What did shock us were the conclusions drawn by the editorialists. They state that the "true measure of a successful life in academic medicine... may no longer be measured in grants garnered, papers published, or salary attained but rather in the flexibility to balance" other life goals. At our institutions, the sine qua nons of a research-based academic career and promotion from the junior faculty state are grants and papers. To paraphrase Vince Lombardi, grants and papers aren't everything -- they are the only thing. While there are other career trajectories now open in the world of academic medicine, the primarily research-funded academician still needs to produce publications and acquire independent funding to continue in that role and continue to advance up the academic ladder, regardless of gender.
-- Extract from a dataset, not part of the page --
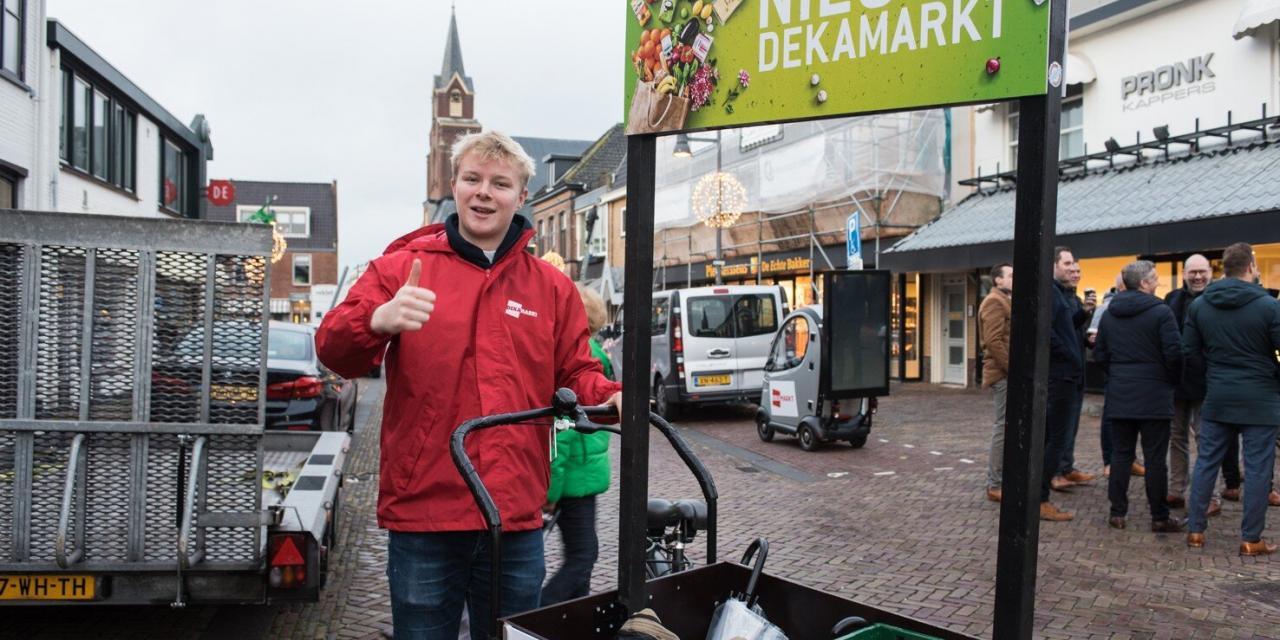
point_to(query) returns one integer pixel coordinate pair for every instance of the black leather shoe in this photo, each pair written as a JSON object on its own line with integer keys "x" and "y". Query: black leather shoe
{"x": 1170, "y": 525}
We have each benefited from excellent mentors, both male and female, during our career
development grants. The advice we hear from these mentors is clear: moving from a K grant to
an independently funded research career is challenging and needs to be accomplished during
the five-year K grant timeline. This transition is one where many women researchers falter in
the academic track, either by switching to a different track or by failing to obtain funding. Not
coincidentally, this timeline overlaps with a period in which child-rearing is a distraction, albeit an enjoyable and rewarding one.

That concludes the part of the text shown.